The main aim for the registry is to 'increase accountability of scientific researchers around the world', said Dr Margaret Hamburg, the committee's co-chair and foreign secretary of the US National Academy of Medicine. Scientific journals and genetic research funders would be required to register any publications or funding relating to human genome editing, to increase transparency in this field of research.
The committee was formed last month (see BioNews 987) after the recent controversy in China, where scientist Dr He Jiankui created the world's first genome edited babies using the CRISPR/Cas9 approach to genome-editing (see BioNews 977). At the WHO committee meeting, the committee also advised that any germline genome editing – which creates changes to the DNA that can be passed on to the next generation – should be for research purposes only.
'The committee agrees it is irresponsible at this time for anyone to proceed with clinical applications of human germline genome editing,' said Dr Hamburg.
However, she said the committee was not calling for a permanent moratorium on such research. 'We are trying to look at the broader picture and a framework for responsible stewardship,' said Dr Hamburg. 'I don't think a vague moratorium is the answer.'
Last week, an international group of researchers called for a temporary moratorium on clinical use of human germline genome editing (see BioNews 991).
In the next two years, the committee plans to provide recommendations for a framework that is 'scalable, sustainable and appropriate' for governing human genome editing research from local to international levels.

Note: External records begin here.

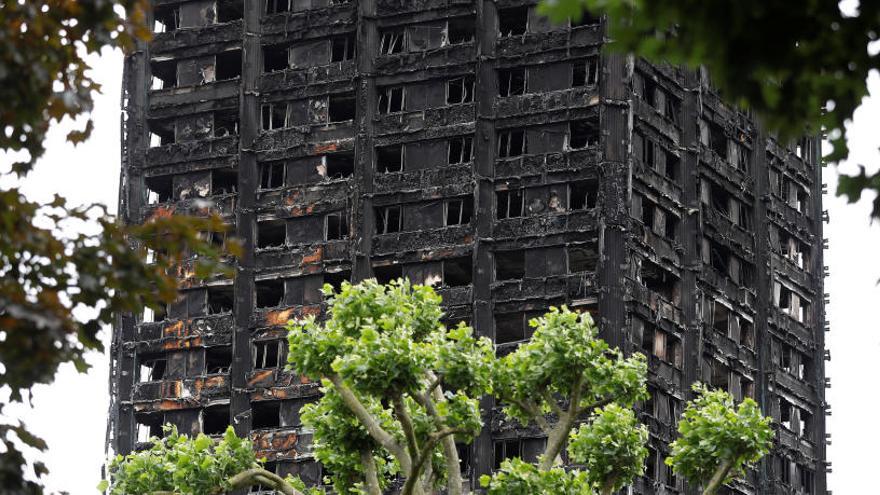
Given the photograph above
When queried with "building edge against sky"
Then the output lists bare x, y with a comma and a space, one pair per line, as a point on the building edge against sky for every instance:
477, 146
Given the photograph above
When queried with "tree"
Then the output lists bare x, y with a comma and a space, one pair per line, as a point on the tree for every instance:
48, 267
802, 66
400, 390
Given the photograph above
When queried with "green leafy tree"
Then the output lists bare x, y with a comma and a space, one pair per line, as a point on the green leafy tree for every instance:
802, 67
718, 439
400, 389
48, 268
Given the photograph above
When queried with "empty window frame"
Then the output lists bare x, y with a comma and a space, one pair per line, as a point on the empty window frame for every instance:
164, 73
265, 414
159, 189
228, 65
220, 299
277, 6
272, 175
341, 107
582, 194
512, 143
512, 81
663, 345
151, 368
583, 133
274, 115
510, 265
459, 30
218, 359
458, 211
215, 419
509, 204
275, 58
270, 293
460, 90
389, 219
461, 150
390, 159
582, 258
585, 71
336, 226
268, 354
659, 280
392, 41
391, 99
342, 48
457, 272
148, 426
513, 21
384, 274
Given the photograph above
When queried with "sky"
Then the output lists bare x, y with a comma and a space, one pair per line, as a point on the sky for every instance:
71, 413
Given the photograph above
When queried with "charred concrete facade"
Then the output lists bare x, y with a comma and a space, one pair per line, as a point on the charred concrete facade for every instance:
474, 145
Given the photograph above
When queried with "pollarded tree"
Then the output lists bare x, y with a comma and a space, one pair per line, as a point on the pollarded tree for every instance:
400, 389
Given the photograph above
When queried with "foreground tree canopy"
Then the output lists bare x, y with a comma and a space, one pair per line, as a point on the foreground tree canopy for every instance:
49, 265
400, 390
802, 66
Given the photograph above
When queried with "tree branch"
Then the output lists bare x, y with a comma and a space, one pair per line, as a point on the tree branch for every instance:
371, 423
406, 423
371, 475
255, 476
556, 438
718, 477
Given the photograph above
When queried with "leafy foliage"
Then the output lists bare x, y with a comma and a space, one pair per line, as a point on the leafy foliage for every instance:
49, 268
719, 439
183, 465
803, 70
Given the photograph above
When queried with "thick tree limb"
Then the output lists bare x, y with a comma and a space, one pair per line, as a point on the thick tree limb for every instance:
371, 476
371, 423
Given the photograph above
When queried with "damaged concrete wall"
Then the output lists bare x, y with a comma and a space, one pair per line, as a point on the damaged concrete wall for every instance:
473, 145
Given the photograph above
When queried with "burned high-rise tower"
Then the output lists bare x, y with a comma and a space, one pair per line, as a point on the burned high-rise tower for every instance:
477, 146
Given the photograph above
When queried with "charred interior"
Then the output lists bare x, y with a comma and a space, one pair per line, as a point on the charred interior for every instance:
476, 146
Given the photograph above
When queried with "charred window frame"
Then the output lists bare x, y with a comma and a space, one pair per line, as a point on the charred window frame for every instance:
392, 41
336, 226
341, 107
509, 203
342, 48
276, 58
458, 211
267, 354
585, 72
583, 133
460, 90
392, 99
513, 21
338, 165
214, 419
269, 293
389, 219
273, 115
271, 233
166, 19
582, 194
457, 272
459, 31
272, 175
277, 6
512, 81
390, 159
461, 150
151, 368
512, 143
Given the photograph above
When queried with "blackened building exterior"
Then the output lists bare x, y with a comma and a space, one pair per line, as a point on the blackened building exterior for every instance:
474, 145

'Technologies are just moving so fast, so we think it's really very important for us to engage with the scientific community,' said Dr Vasee Moorthy, a scientific adviser to the WHO. 'Really, the long-term vision is to accelerate the benefits for people around the world while reducing risk.'
Dr Helen O'Neill, a molecular geneticist at University College London, was in favour of the WHO committee's approach. 'Speaking to researchers about their research and being very open is the best way forward, to open it to discussion rather than polarising the debate,' she told Nature.
Dr O'Neill also said she would like the WHO committee to take its time developing global recommendations and not rush into producing a framework. In the meantime, she said, the negative reaction to Dr He's work among scientists and in the media 'should deter any other rogue scientists from undertaking similar experiments before the governance question is settled'.